Jamaica today pays up to 70 per cent in order to service its international and domestic debt. Haiti was crushed by this debt payment. It descended into financial and social chaos.

The republic did not stand a chance. France was enriched and it took pleasure from the fact that having been defeated by Haitians on the battlefield, it had won on the field of finance. In the years when the coffee crops failed, or the sugar yield was down, the Haitian government borrowed on the French money market at double the going interest rate in order to repay the French government.

When the Americans invaded the country in the early 20th century, one of the reasons offered was to assist the French in collecting its reparations.
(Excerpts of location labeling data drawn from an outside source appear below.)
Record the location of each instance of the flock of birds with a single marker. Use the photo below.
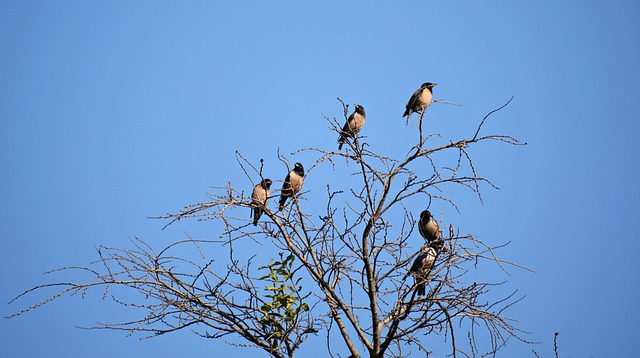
(427, 225)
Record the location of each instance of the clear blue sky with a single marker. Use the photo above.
(112, 112)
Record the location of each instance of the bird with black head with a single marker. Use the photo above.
(259, 199)
(354, 124)
(292, 184)
(420, 100)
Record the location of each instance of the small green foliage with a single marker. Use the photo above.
(283, 313)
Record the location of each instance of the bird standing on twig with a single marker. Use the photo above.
(422, 266)
(420, 100)
(430, 231)
(259, 198)
(292, 184)
(354, 124)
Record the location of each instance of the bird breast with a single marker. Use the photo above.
(296, 182)
(357, 123)
(425, 98)
(260, 195)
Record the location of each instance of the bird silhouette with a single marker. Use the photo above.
(259, 199)
(354, 124)
(292, 184)
(420, 100)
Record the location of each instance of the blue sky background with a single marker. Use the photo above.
(112, 112)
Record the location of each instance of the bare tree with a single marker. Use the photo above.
(352, 257)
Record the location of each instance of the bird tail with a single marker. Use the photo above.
(256, 216)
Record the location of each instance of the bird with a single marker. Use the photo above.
(422, 266)
(420, 100)
(354, 124)
(430, 231)
(292, 184)
(259, 199)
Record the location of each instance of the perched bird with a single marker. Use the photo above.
(430, 230)
(259, 198)
(292, 184)
(422, 266)
(354, 124)
(420, 100)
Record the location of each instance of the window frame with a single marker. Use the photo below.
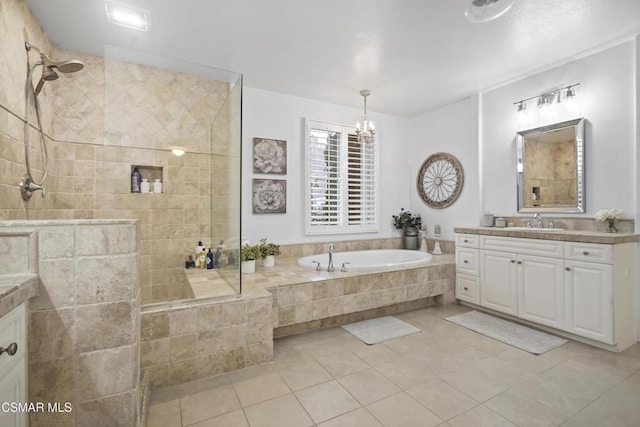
(343, 227)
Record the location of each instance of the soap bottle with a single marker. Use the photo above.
(157, 186)
(135, 180)
(209, 259)
(144, 186)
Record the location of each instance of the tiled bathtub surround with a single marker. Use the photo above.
(84, 324)
(181, 344)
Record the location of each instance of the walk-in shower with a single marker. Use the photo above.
(50, 68)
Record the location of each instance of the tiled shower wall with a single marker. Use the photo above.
(84, 325)
(109, 116)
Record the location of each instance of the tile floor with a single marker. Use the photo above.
(443, 376)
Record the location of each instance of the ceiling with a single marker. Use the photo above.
(414, 55)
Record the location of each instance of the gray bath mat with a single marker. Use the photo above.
(380, 329)
(515, 335)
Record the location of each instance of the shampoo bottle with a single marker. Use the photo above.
(209, 259)
(136, 179)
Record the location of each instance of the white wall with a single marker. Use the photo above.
(605, 98)
(454, 130)
(274, 115)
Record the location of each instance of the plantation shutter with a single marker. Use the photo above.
(342, 181)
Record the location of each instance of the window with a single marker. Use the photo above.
(342, 180)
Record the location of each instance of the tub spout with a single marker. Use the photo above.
(330, 267)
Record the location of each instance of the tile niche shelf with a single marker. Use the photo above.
(151, 173)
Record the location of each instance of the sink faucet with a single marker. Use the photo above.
(539, 218)
(330, 267)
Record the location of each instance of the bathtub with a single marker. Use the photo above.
(367, 260)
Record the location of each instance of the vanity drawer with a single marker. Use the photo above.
(467, 288)
(467, 240)
(592, 252)
(538, 247)
(467, 261)
(12, 330)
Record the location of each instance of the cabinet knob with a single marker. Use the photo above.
(10, 350)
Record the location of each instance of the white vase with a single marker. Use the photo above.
(248, 267)
(269, 261)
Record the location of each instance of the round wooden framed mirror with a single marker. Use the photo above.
(440, 180)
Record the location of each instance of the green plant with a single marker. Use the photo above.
(266, 248)
(406, 219)
(249, 252)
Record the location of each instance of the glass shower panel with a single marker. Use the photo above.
(153, 106)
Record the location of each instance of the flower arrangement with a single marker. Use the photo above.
(249, 252)
(406, 219)
(610, 216)
(267, 248)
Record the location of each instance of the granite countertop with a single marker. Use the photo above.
(581, 236)
(16, 289)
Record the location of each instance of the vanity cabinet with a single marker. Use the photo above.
(586, 289)
(13, 378)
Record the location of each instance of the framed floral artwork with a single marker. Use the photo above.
(269, 156)
(269, 196)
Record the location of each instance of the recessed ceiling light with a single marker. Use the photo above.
(127, 16)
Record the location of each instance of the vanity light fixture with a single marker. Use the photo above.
(548, 98)
(127, 16)
(367, 132)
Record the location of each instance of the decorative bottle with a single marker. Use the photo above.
(135, 181)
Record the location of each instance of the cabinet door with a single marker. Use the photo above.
(467, 288)
(589, 300)
(541, 290)
(13, 390)
(498, 282)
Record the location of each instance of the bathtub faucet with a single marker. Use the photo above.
(330, 267)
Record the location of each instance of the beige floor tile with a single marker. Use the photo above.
(258, 389)
(480, 416)
(232, 419)
(442, 399)
(376, 354)
(524, 411)
(358, 418)
(305, 375)
(165, 414)
(407, 372)
(474, 384)
(327, 400)
(505, 372)
(368, 386)
(547, 393)
(402, 410)
(198, 407)
(284, 411)
(342, 363)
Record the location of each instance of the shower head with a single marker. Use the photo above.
(50, 67)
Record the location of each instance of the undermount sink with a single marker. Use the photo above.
(532, 229)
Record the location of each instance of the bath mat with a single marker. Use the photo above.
(515, 335)
(380, 329)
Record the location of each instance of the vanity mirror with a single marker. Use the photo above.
(550, 168)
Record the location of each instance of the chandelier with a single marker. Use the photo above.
(367, 132)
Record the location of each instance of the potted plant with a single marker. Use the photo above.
(248, 255)
(268, 252)
(409, 224)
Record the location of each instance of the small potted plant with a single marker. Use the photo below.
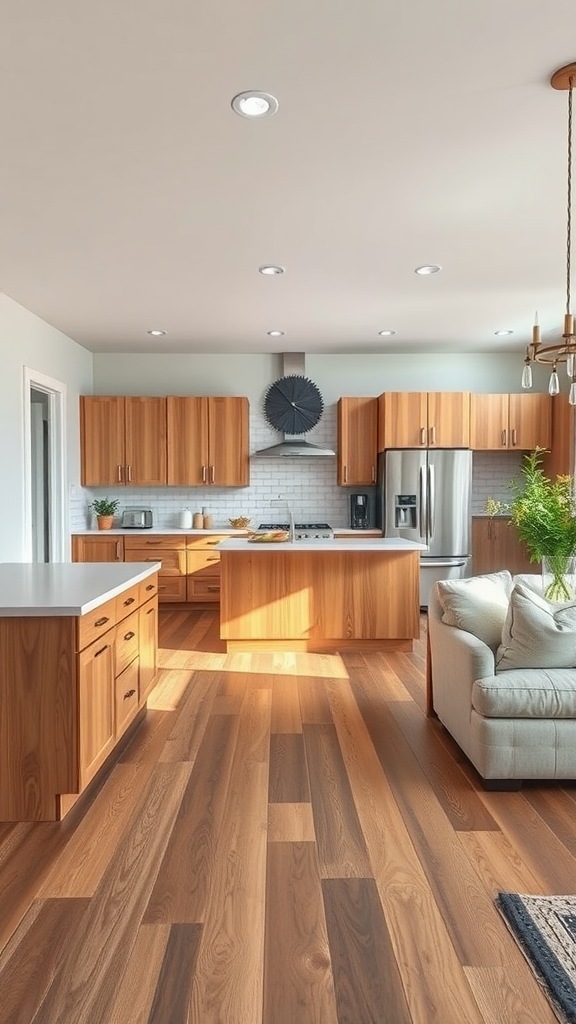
(104, 509)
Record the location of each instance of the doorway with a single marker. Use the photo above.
(45, 507)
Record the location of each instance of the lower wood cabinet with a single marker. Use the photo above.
(495, 547)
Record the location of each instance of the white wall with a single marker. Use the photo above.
(26, 340)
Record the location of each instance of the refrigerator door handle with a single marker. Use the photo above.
(432, 502)
(423, 517)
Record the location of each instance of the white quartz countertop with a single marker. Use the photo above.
(66, 588)
(343, 544)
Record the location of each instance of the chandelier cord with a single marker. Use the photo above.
(569, 207)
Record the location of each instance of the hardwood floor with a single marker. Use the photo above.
(286, 839)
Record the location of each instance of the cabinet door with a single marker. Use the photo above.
(358, 427)
(405, 419)
(97, 549)
(101, 440)
(530, 421)
(228, 442)
(449, 419)
(188, 440)
(146, 440)
(149, 646)
(96, 699)
(489, 422)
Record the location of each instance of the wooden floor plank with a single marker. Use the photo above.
(367, 980)
(180, 891)
(171, 998)
(297, 970)
(288, 771)
(341, 848)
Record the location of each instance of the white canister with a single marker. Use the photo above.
(184, 519)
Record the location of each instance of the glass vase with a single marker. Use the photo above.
(559, 578)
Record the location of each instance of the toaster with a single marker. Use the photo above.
(136, 518)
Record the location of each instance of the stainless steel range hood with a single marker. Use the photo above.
(292, 446)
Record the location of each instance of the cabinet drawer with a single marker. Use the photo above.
(208, 541)
(173, 562)
(127, 602)
(126, 690)
(140, 543)
(204, 588)
(148, 589)
(127, 640)
(171, 589)
(204, 562)
(94, 624)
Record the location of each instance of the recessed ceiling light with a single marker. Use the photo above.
(269, 268)
(254, 103)
(427, 268)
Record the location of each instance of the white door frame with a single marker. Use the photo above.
(55, 391)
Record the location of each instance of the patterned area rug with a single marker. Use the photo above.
(545, 930)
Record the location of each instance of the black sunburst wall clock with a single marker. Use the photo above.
(293, 403)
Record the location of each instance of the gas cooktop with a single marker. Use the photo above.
(303, 530)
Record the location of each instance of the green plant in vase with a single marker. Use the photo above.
(543, 513)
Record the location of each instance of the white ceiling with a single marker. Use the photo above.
(409, 132)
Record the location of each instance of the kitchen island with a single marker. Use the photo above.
(320, 595)
(78, 651)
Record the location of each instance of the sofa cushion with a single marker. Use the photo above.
(536, 634)
(478, 604)
(526, 693)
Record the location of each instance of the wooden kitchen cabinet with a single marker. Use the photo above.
(496, 547)
(169, 549)
(423, 419)
(122, 440)
(208, 441)
(97, 549)
(203, 564)
(358, 434)
(500, 422)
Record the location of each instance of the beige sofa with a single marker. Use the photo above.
(513, 724)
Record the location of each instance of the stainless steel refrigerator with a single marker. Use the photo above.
(425, 496)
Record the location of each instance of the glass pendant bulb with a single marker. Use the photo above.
(527, 375)
(553, 383)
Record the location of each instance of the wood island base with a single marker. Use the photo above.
(329, 599)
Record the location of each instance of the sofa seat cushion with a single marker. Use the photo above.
(526, 693)
(537, 634)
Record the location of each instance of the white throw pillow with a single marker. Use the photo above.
(478, 604)
(537, 634)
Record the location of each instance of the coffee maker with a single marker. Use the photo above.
(360, 516)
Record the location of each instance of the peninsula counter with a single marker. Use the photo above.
(320, 595)
(78, 655)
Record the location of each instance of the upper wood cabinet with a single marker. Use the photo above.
(208, 441)
(423, 419)
(510, 421)
(358, 426)
(123, 440)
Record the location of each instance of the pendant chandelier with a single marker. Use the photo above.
(564, 350)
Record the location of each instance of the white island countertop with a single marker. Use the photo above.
(338, 544)
(66, 588)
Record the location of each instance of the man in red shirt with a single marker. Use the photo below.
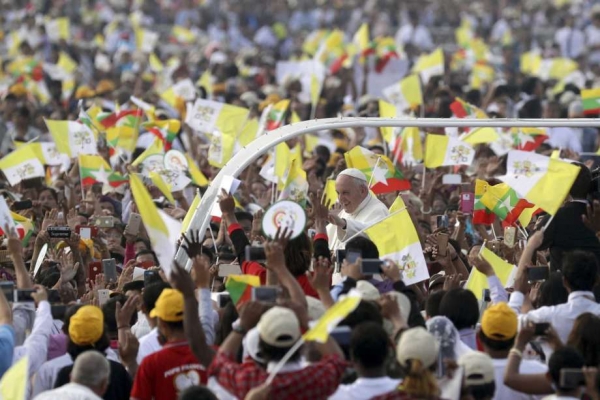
(166, 373)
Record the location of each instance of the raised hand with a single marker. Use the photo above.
(192, 245)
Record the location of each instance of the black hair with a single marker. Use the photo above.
(133, 285)
(580, 269)
(461, 307)
(197, 393)
(366, 247)
(496, 345)
(485, 391)
(583, 183)
(272, 353)
(244, 216)
(71, 310)
(109, 309)
(366, 311)
(369, 345)
(565, 357)
(152, 293)
(432, 306)
(152, 253)
(298, 254)
(552, 291)
(145, 241)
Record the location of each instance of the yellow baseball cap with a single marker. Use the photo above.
(86, 325)
(499, 322)
(169, 306)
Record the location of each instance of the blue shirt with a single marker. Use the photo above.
(7, 346)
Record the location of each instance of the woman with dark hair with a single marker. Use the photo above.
(584, 337)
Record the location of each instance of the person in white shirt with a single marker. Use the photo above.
(497, 335)
(579, 269)
(592, 37)
(570, 39)
(369, 350)
(359, 208)
(89, 379)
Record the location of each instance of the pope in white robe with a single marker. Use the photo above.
(360, 209)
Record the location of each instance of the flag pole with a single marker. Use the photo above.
(374, 168)
(373, 224)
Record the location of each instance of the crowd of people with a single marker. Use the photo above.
(94, 306)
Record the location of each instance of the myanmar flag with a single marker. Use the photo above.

The collapse of the Haitian nation resides at the feet of France and America, especially. These two nations betrayed, failed, and destroyed the dream that was Haiti; crushed to dust in an effort to destroy the flower of freedom and the seed of justice.

Haiti did not fail. It was destroyed by two of the most powerful nations on earth, both of which continue to have a primary interest in its current condition.

The sudden quake has come in the aftermath of summers of hate. In many ways the quake has been less destructive than the hate.

Human life was snuffed out by the quake, while the hate has been a long and inhumane suffocation - a crime against humanity.

During the 2001 UN Conference on Race in Durban, South Africa, strong representation was made to the French government to repay the 150 million francs.

The value of this amount was estimated by financial actuaries as US$21 billion. This sum of capital could rebuild Haiti and place it in a position to re-engage the modern world. It was illegally extracted from the Haitian people and should be repaid.

It is stolen wealth. In so doing, France could discharge its moral obligation to the Haitian people.

For a nation that prides itself in the celebration of modern diplomacy, France, in order to exist with the moral authority of this diplomacy in this post-modern world, should do the just and legal thing.

Such an act at the outset of this century would open the door for a sophisticated interface of past and present, and set the Haitian nation free at last.

l Sir Hilary Beckles is pro-vice-chancellor and Principal of the Cave Hill Campus, UWI.